Cora, a São Paulo-based technology-enabled lender to small-and-medium-sized businesses, has raised $26.7 million in a Series A round led by Silicon Valley VC firm Ribbit Capital.
Kaszek Ventures, QED Investors and Greenoaks Capital also participated in the financing, which brings the startup’s total raised to $36.7 million since its 2019 inception. Kaszek led Cora’s $10 million seed round (believed at that time to be one of the largest seed investments in LatAm) in December 2019 with Ribbit then following.
Last year, Cora got its license approved from the Central Bank of Brazil, making it a 403 bank.

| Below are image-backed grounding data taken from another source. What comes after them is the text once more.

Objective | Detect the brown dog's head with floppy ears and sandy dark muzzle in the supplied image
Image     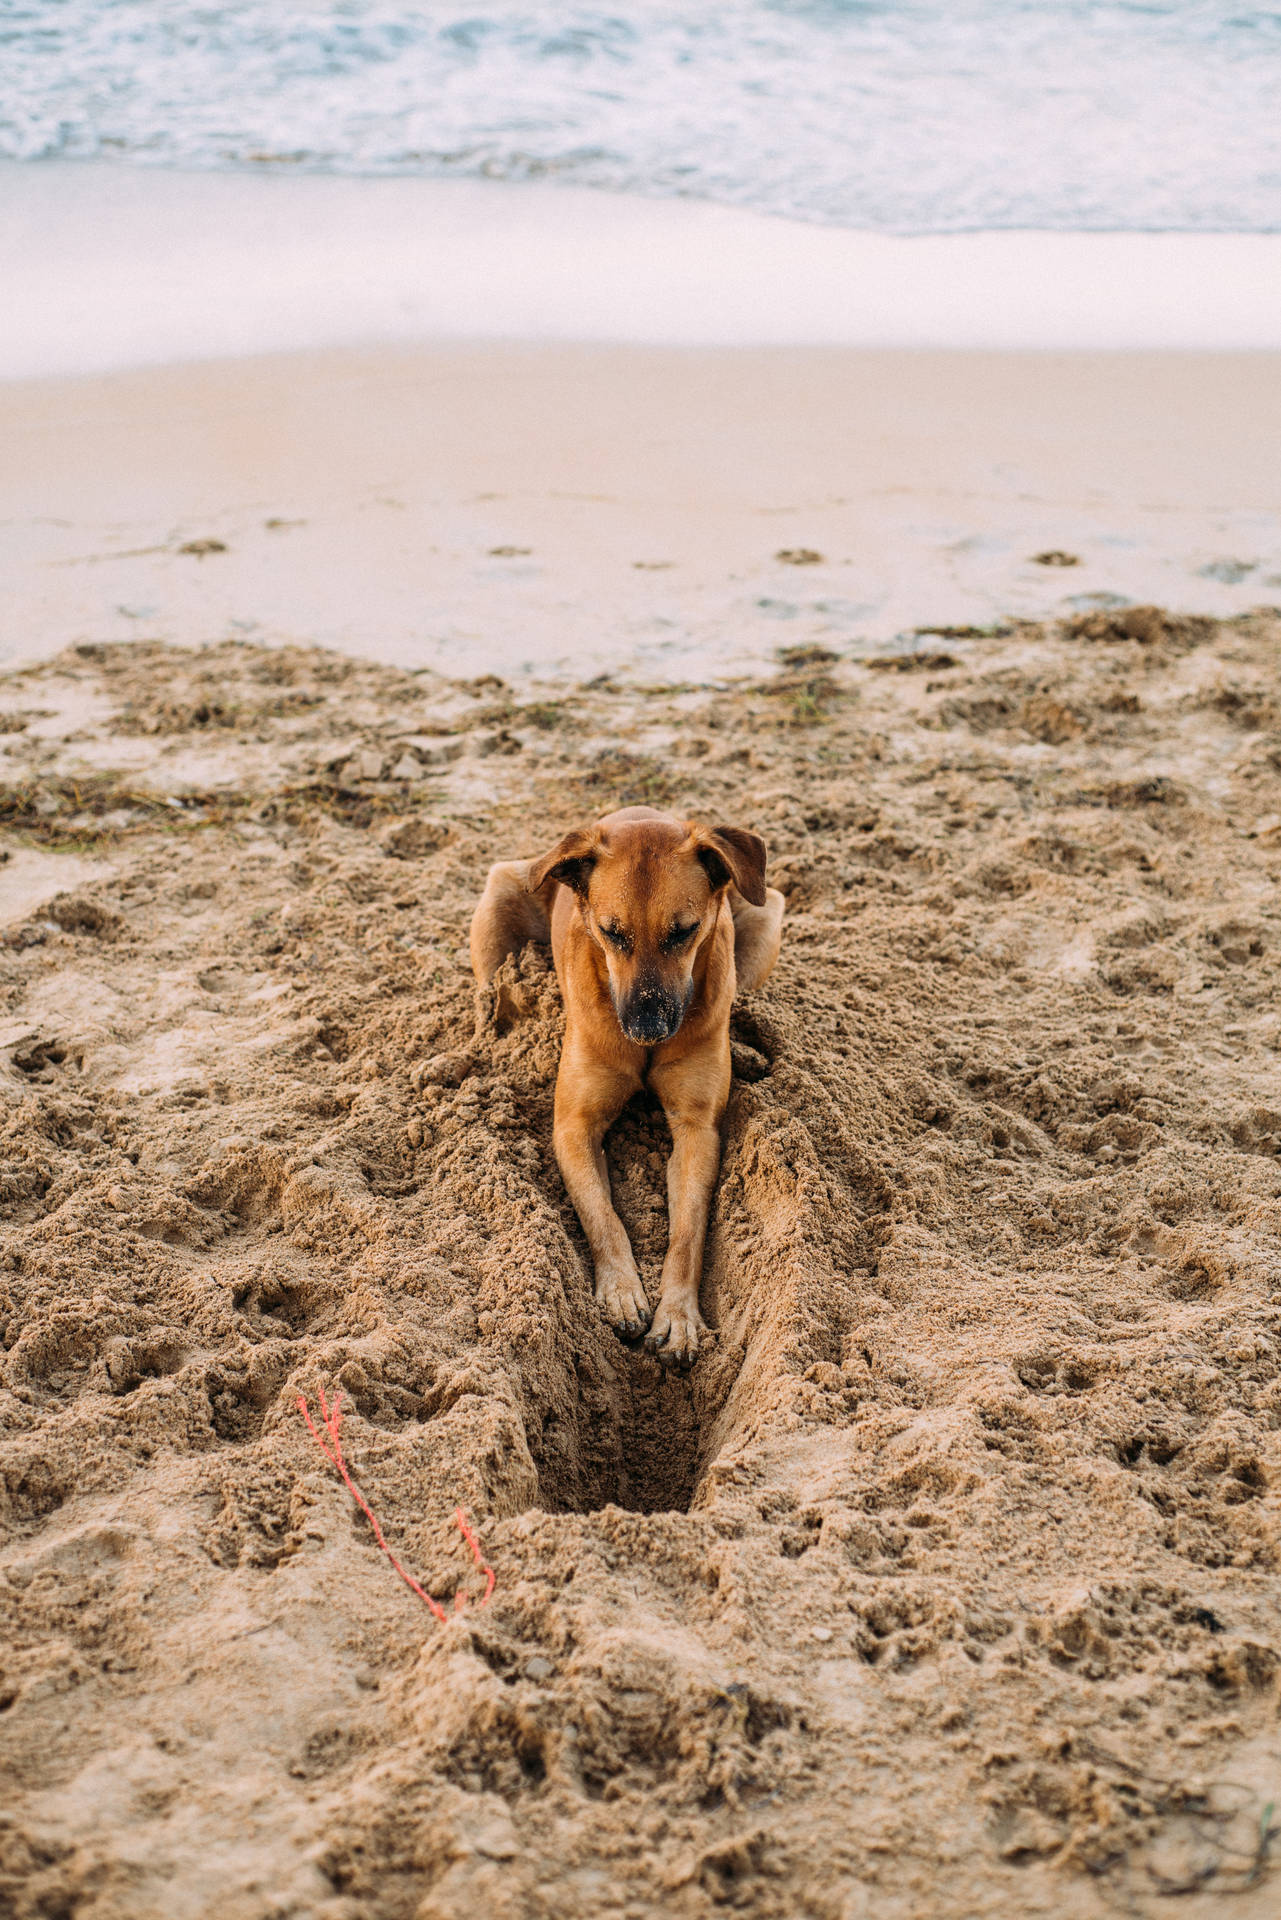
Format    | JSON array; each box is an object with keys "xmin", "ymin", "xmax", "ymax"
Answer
[{"xmin": 530, "ymin": 808, "xmax": 764, "ymax": 1046}]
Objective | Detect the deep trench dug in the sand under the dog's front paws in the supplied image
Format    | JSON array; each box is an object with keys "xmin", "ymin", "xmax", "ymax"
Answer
[{"xmin": 476, "ymin": 990, "xmax": 860, "ymax": 1515}]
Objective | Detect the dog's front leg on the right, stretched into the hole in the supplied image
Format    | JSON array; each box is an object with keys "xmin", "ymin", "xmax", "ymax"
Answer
[{"xmin": 645, "ymin": 1035, "xmax": 730, "ymax": 1367}]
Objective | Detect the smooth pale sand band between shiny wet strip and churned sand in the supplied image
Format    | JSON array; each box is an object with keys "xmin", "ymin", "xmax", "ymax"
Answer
[{"xmin": 0, "ymin": 344, "xmax": 1281, "ymax": 684}]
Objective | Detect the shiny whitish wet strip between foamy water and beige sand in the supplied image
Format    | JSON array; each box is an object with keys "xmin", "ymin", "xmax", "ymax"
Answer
[{"xmin": 0, "ymin": 161, "xmax": 1281, "ymax": 380}]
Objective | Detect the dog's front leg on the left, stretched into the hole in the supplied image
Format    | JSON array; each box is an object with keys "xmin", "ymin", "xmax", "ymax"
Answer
[{"xmin": 553, "ymin": 1043, "xmax": 651, "ymax": 1338}]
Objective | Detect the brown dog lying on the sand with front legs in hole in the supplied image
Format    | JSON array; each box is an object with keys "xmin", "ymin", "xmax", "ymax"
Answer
[{"xmin": 471, "ymin": 806, "xmax": 784, "ymax": 1365}]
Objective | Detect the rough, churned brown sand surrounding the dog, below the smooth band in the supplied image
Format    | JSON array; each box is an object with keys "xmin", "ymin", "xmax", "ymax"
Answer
[{"xmin": 0, "ymin": 611, "xmax": 1281, "ymax": 1920}]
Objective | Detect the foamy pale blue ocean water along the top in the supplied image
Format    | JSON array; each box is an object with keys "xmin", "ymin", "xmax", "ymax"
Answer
[{"xmin": 0, "ymin": 0, "xmax": 1281, "ymax": 232}]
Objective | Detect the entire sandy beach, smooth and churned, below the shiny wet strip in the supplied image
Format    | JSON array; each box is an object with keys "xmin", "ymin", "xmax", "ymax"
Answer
[{"xmin": 0, "ymin": 334, "xmax": 1281, "ymax": 1920}]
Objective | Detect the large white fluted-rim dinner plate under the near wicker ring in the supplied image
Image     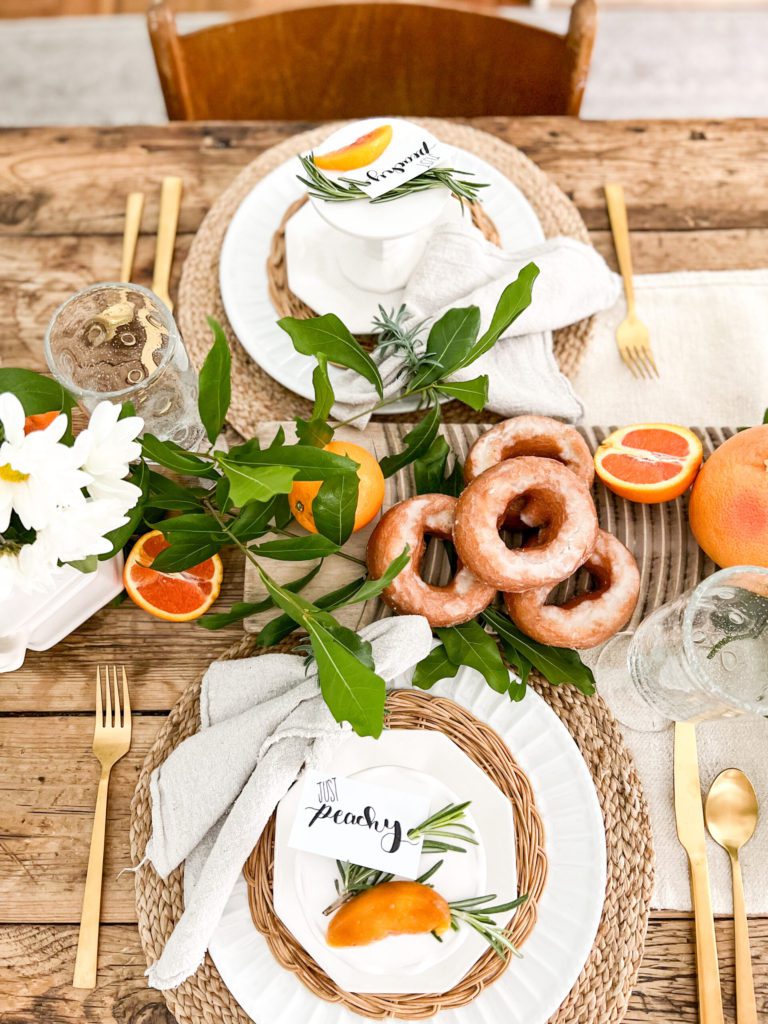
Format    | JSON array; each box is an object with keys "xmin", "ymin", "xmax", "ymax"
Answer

The fintech then launched its product in October 2020 and has since grown to have about 60,000 customers and 110 employees.
Cora offers a variety of solutions, ranging from a digital checking account, Visa debit card and management tools such as an invoice manager and cashflow dashboard. With the checking account, customers have the ability to sending and receive money as well as pay bills digitally.
This isn’t the first venture for Cora co-founders Igor Senra and Leo Mendes. The paid had worked together before — founding their first online payments company, MOIP, in 2005. That company sold to Germany’s WireCard in 2016 (with a 3 million customer base) and after three years the founders were able to strike out again.
With Cora, the pair’s long-term goals is to “provide everything that a SMB will need in a bank.”
Looking ahead, the pair has the ambitious goal of being “the fastest growing neobank focused on SMBs in the world.” It plans to use the new capital to add new features and improve existing ones; on operations and launching a portfolio of credit products.
In particular, Cora wants to go even deeper in certain segments such as B2B professional services such as law and accounting firms; real estate brokerage and education.
Ribbit Capital Partner Nikolay Kostov believes that Cora has embarked on “an ambitious mission” to change how small businesses in Brazil are able to access and experience banking.
“While the consumer banking experience has undergone a massive transformation thanks to new digital experiences over the last decade, this is, sadly, still not the case on the small business side,” he said.
For example, Kostov points out, opening a traditional small business bank account in Brazil takes weeks, “reels of paper, and often comes with low limits, poor service, and antiquated digital interfaces.”
Meanwhile, the number of new small businesses in the country continues to grow.
“The combination of these factors makes Brazil an especially attractive market for Cora to launch in and disrupt,” Kostov told TC. “The Cora founding team is uniquely qualified and deeply attuned to the challenges of small businesses in the country, having spent their entire careers building digital products to serve their needs.”
Since Ribbit’s start in 2012, he added, LatAm has been a core focus geography for the firm “given the magnitude of challenges, and opportunities, in the region to reinvent financial services and serve customers better.”
Ribbit has invested in 15 companies in the region and continues to look for more to back.
“We fully expect that several fintech companies born in the region will become global champions that serve to inspire other entrepreneurs across the globe,” Kostov said.